Tom Moore gravatar image

updated 2020-07-16 06:28:55 -0600

I am still not really using ROS 2, and I haven't played with bag data therein, but can you augment your question by showing the first, say, 3 messages in the bag file from each of your input sources?

Also, a side note: do your measurement sources produce velocities as well as pose? You have differential mode turned on everywhere, which just differentiates the pose data and passes it to the core filters as velocity data. In this case, I'd fuse absolute pose data from my most accurate source (the camera) and velocity from the wheel encoders. But I am not familiar with the sensors in question.

EDIT in response to question update:

I just noticed this in your config:

base_link_frame: odom_frame

That's not going to work. You should use

base_link_frame: agv_base_link

You might want to read a bit more about ROS coordinate frames in REP-105.

Anyway if you make that change, then you can fuse the velocities from the wheel encoders directly. Before you do, though, you should fill out the X, Y, and yaw covariance for your wheel encoder velocity data.

EDIT in response to comments:

No, sorry, I don't agree. Try this setup:

ekf_filter_node:
  ros__parameters:
    frequency: 30.0

    two_d_mode: true

    odom0: /odom     #wheel_odometry
    odom0_config: [false, false, false,  # Note the change to this config
                   false, false, false,
                   true, true, false,
                   false, false, true,
                  false, false, false]

    odom0_differential: false

    odom1: /camera/odom/sample  #VIO
    odom1_config: [true, true, false,  # Note the change to this config
                   false, false, true,
                   false, false, false,
                   false, false, false,
                   false, false, false]

    odom1_differential: false

    odom_frame: odom_frame          # Note this change
    base_link_frame: base_link_agv  # Note this change
    world_frame: odom
    publish_tf: true

You have two coordinate frames that matter in your setup:

  1. odom_frame - This is your world coordinate frame. If your robot moves from its starting pose and drives 10 meters forward, it will be at position (10, 0) in this frame. All of your sensor messages, both wheel odometry and your camera, list this as their world frame (this is slightly inaccurate, FYI: your wheel odometry and camera data won't agree over time, so they really shouldn't have the same frame_id in their messages).
  2. base_link_agv - This is the coordinate frame that is rigidly affixed to your robot, e.g., the coordinate (1, 0) is always 1 meter in front of your robot. All velocities should be specified in this coordinate frame for your EKF.

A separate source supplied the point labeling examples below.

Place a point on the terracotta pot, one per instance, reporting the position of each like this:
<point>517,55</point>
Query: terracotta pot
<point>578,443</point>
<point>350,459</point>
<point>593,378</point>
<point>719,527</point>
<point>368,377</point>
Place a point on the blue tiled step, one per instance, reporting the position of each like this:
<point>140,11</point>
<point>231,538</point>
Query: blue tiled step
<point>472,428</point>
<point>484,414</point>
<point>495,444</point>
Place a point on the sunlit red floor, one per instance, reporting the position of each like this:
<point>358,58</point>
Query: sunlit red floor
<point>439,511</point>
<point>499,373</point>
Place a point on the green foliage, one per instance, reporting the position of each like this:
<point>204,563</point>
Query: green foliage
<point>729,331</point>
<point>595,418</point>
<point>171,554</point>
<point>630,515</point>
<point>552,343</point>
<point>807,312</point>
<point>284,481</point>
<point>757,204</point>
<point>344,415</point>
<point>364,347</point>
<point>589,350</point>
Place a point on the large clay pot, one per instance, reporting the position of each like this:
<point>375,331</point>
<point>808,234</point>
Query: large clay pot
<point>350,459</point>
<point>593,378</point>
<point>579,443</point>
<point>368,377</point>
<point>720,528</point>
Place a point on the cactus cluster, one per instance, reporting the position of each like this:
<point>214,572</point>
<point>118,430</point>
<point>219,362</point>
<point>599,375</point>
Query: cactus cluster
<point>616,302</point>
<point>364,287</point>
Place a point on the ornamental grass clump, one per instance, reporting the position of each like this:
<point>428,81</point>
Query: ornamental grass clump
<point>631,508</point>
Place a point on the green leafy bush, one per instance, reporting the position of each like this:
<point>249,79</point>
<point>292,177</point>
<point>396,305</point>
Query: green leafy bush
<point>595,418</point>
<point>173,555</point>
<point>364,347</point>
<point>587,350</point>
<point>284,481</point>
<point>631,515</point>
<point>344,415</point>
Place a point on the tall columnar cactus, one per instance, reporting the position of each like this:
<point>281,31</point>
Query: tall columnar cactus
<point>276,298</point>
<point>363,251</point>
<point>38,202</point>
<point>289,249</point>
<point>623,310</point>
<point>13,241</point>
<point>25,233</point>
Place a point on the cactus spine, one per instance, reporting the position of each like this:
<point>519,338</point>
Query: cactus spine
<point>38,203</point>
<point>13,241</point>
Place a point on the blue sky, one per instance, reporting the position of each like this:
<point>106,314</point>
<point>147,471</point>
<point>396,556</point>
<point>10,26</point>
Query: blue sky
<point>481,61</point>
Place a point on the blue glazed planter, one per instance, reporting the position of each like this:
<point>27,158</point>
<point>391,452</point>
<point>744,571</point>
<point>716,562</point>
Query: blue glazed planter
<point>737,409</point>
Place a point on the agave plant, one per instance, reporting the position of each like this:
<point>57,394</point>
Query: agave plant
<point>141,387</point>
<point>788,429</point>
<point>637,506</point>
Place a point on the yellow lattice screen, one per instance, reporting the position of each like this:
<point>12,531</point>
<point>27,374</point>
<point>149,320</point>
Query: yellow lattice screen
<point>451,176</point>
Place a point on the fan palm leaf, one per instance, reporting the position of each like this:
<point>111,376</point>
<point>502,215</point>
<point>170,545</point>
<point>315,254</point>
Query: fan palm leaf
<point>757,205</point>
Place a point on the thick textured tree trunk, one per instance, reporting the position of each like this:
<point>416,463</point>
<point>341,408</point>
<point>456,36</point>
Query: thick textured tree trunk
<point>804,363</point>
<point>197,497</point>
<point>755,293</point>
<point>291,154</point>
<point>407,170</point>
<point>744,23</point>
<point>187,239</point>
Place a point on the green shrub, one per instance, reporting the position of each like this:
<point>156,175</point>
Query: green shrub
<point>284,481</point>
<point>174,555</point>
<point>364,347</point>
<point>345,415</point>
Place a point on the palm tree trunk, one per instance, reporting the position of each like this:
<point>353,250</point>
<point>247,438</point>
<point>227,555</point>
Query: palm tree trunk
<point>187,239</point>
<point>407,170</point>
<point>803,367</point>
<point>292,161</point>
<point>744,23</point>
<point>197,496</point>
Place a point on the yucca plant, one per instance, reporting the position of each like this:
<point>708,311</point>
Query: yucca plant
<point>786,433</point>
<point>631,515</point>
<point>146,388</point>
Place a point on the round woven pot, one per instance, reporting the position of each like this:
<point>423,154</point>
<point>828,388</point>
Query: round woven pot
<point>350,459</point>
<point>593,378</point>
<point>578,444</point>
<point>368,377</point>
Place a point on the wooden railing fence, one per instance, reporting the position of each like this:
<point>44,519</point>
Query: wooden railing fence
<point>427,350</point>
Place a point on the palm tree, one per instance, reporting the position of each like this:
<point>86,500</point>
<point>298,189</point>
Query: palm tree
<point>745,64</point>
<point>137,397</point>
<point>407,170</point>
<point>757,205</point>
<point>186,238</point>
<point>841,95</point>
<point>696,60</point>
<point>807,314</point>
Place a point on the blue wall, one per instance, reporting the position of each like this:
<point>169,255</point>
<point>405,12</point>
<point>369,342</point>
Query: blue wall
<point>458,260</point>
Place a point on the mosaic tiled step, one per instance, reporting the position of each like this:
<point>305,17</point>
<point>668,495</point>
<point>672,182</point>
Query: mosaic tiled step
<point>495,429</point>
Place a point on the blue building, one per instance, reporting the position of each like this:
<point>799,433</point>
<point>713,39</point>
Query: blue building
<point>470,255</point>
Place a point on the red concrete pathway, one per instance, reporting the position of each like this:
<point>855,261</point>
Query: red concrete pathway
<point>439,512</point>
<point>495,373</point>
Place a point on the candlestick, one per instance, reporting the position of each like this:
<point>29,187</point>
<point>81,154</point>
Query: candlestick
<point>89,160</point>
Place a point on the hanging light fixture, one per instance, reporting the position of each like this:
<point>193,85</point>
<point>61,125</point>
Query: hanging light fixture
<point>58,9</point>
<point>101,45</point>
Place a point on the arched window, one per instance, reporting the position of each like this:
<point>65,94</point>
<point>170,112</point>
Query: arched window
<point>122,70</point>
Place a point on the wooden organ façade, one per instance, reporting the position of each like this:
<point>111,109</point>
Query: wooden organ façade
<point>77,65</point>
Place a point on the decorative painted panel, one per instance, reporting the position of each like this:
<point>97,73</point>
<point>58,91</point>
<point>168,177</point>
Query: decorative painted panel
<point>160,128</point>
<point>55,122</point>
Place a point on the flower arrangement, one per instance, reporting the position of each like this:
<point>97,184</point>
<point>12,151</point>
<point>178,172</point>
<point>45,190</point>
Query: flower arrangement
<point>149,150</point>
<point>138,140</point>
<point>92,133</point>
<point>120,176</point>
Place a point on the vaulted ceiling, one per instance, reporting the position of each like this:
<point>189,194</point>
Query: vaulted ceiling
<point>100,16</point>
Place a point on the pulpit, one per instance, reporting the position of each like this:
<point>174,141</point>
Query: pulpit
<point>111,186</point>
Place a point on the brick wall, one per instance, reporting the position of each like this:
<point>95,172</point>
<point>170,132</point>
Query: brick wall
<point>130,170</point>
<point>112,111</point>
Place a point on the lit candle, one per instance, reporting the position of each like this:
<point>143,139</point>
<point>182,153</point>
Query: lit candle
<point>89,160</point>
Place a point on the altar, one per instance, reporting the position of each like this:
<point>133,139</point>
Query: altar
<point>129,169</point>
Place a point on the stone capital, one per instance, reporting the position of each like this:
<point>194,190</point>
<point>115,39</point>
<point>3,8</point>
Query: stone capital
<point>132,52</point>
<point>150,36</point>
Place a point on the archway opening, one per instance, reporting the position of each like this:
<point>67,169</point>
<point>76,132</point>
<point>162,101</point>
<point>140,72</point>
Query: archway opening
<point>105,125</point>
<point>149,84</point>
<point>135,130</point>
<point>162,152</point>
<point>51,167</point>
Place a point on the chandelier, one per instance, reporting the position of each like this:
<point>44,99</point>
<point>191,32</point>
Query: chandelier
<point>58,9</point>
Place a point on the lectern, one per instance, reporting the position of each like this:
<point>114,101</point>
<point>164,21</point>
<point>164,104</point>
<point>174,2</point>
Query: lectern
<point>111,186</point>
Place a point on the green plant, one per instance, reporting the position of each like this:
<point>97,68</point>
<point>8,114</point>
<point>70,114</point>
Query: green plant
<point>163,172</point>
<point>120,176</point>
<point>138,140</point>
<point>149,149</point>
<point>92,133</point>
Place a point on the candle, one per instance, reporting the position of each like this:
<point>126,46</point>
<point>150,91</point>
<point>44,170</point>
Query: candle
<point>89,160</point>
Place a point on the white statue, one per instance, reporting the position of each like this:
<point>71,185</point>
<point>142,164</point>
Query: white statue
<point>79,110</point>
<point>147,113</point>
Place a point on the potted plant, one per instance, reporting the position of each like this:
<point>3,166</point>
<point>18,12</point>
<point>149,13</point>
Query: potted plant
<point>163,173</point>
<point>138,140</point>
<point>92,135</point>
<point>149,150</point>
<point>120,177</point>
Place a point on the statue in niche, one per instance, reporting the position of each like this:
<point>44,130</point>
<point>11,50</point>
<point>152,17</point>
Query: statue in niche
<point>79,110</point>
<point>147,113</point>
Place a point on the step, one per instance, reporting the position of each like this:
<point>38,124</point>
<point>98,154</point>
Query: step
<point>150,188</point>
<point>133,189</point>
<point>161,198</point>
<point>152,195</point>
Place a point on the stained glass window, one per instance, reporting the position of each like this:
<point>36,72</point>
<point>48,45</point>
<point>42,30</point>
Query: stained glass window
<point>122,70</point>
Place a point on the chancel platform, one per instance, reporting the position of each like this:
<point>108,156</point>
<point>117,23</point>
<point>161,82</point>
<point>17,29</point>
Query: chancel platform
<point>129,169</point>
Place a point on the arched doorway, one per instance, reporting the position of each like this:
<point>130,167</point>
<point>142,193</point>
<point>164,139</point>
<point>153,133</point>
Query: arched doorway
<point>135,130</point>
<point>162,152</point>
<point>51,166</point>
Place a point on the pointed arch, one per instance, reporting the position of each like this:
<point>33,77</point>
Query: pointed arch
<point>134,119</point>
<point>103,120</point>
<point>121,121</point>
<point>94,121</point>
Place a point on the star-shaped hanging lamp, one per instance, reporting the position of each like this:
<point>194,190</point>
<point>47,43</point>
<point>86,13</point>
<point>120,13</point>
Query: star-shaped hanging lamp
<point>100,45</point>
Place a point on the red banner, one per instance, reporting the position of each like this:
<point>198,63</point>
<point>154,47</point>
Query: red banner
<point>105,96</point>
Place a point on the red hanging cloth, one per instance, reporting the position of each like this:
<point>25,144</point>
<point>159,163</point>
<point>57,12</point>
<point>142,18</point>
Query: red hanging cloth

All pose data for the EKF will be transformed from the frame_id in the sensor message to the world_frame in your EKF. If those frames aren't the same, you need to provide a transform.

All velocity data for the EKF will be transformed from the child_frame_id in the sensor message to the base_link_frame in your EKF. If those frames aren't the same you need to provide a transform.

Note that I set the frames according to what you are reporting in your sensor data. Normally, I'd tell you to change your sensor messages so they ... (more)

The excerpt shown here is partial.